Tuesday 18 October 2016

Movie Review: The Accountant (2016)


An action thriller with a rich story and plenty of style, The Accountant is an intelligent and inventive addition to the genre.

Department of Treasury Agent Ray King (J.K. Simmons) recruits analyst Marybeth Medina (Cynthia Addai-Robinson) to dig into a mysterious accountant who appears to have ties with some of the world's worst criminals. Now going under the name Chris Wolff (Ben Affleck), the accountant is a mathematical savant with a high functioning form of autism. He leads a double life as a nondescript local store-front accountant while surreptitiously traveling the world and working for shady clients with major financial secrets to hide.

As Medina digs into the accountant's mysterious identity and background, Wolff's next assignment is a legitimate forensic audit of a large Chicago-based robotics company headed by Lamar Blackburn (John Lithgow), where junior accountant Dana Cummings (Anna Kendrick) has accidentally stumbled upon financial irregularities. Wolff uncovers a dangerous and well-hidden secret that triggers a round of brutal violence leaving him and Dana in mortal danger from a well-armed hit squad, while Medina unearths more twists in Wolff's past.

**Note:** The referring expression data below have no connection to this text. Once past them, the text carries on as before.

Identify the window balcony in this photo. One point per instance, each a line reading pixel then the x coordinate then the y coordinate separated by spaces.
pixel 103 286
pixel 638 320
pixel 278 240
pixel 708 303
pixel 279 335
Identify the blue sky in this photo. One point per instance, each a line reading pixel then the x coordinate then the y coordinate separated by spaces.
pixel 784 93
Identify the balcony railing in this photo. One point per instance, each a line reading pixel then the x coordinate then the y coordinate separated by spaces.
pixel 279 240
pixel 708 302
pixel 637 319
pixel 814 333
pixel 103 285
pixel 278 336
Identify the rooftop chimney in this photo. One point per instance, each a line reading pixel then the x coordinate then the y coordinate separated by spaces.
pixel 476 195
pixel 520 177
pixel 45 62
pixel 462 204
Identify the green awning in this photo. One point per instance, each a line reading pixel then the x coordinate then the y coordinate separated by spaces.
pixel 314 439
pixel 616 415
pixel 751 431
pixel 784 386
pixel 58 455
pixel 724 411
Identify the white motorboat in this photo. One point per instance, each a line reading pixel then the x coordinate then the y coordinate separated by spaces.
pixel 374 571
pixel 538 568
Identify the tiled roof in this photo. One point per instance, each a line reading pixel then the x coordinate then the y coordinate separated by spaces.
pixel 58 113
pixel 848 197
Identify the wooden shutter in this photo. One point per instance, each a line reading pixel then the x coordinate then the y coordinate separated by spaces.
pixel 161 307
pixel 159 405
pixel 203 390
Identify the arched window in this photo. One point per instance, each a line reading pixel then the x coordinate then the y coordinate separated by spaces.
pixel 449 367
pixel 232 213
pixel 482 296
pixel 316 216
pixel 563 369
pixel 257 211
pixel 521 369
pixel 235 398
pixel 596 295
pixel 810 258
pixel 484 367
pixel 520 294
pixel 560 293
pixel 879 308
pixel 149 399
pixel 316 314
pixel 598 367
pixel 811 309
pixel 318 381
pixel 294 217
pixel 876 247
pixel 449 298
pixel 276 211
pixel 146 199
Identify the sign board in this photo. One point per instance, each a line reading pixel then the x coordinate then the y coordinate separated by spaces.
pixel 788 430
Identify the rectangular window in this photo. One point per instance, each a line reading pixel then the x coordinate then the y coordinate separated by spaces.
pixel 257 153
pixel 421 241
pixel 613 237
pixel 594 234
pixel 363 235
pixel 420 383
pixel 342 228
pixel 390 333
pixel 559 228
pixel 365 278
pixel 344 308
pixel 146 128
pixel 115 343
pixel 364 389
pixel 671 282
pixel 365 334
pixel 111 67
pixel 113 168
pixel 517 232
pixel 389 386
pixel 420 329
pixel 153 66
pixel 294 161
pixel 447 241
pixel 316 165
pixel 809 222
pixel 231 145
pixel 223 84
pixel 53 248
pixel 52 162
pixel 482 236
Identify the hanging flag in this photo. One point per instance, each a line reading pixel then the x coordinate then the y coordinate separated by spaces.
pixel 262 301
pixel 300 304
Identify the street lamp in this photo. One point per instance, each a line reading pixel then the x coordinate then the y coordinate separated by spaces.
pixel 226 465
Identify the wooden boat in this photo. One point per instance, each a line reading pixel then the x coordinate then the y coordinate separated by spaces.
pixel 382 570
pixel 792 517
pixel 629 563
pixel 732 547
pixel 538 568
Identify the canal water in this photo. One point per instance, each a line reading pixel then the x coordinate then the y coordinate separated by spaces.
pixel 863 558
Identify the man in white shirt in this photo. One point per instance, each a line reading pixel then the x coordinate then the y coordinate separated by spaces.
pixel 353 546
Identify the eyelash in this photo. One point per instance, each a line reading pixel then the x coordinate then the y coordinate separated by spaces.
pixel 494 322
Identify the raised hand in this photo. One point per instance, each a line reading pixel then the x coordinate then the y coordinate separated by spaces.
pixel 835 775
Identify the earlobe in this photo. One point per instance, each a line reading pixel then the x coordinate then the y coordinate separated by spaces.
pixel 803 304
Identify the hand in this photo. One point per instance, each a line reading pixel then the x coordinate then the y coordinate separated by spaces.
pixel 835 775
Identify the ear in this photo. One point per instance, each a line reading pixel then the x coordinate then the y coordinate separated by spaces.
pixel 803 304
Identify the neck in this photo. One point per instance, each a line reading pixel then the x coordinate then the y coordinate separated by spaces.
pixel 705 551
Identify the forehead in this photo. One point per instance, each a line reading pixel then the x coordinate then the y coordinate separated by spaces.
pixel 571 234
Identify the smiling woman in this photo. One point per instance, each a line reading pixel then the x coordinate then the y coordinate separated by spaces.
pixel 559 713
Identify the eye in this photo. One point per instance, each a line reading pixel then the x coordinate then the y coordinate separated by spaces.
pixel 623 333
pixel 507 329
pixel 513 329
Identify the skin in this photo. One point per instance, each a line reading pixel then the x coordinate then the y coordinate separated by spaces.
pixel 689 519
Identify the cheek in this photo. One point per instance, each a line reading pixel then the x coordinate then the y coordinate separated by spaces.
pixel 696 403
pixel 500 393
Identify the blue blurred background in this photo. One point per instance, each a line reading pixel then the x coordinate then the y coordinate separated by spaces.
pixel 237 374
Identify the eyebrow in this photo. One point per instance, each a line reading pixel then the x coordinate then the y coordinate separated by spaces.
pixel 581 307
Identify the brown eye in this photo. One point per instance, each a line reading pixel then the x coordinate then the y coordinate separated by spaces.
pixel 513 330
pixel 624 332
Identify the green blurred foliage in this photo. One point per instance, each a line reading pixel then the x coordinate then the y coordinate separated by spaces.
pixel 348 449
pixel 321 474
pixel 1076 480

Directed by Gavin O'Connor and written by Bill Dubuque, The Accountant surprises with a crisp introduction of a new screen action hero. With tired sequels, reboots and comic book adaptations flailing and failing to gain traction, credit to the The Accountant for venturing into original territory. The concept of an autistic mathematical genius as a conflicted protagonist, capable of untangling dense annual financial statements and disposing of ruthless killers with equal effectiveness, is a breath of fresh air. Far from a clean-cut hero, the accountant holds morally ambiguous ground, helping dubious clients while toiling towards difficult to discern ulterior motives.

The film's pacing and construction is also commendable. O'Connor displays remarkable patience, allowing the rich story to unfurl its various sails in an intriguing first hour. There are several flashbacks, some to Wolff's childhood, others to a bloody massacre at a mafia hideout, and still others to a prison stint. The exploits of Agent King and analyst Medina run in parallel with Wolff's latest investigation into the robotics company, and only deep into the film do all the pieces start to fit together, and even then there are more clever surprises to come. When the puzzle picture starts to take shape, it's a satisfyingly elegant mosaic, and a sturdy foundation on which to build a franchise.

The Accountant is weakest when it mimics routine action flicks, and does suffer from one over-the-top combat scene, a prolonged one-against-many home invasion that could have been extracted from any Jason Bourne movie. But most of the 128 minutes of running time are preoccupied with more intelligent fare, and the accountant's uncovering of financial deviousness is more thrilling than any conventional gun play. Even more captivating is his agony when his forensic work is interrupted: this is man who absolutely needs to see every task through to full completion, and can mentally fall off a dark edge in the pragmatic world of enough is enough.

Chris Wolff is an almost perfect role for Ben Affleck. Inexpressive, introspective, alone and with a lumbering gait, the actor does not need to stretch much. The supporting cast is good but predictable, Kendrick at 31 years old still able to pull off the ingenue trick, J.K. Simmons extracting maximum gruffness out of Agent King while Addai-Robinson gets a role with depth and potential as the analyst with a dark past of her own. Jon Bernthal makes for a handsome but lethal leader of an intimidation and murder squad.

Both smart and stirring, The Accountant's pen and sword are equally mighty.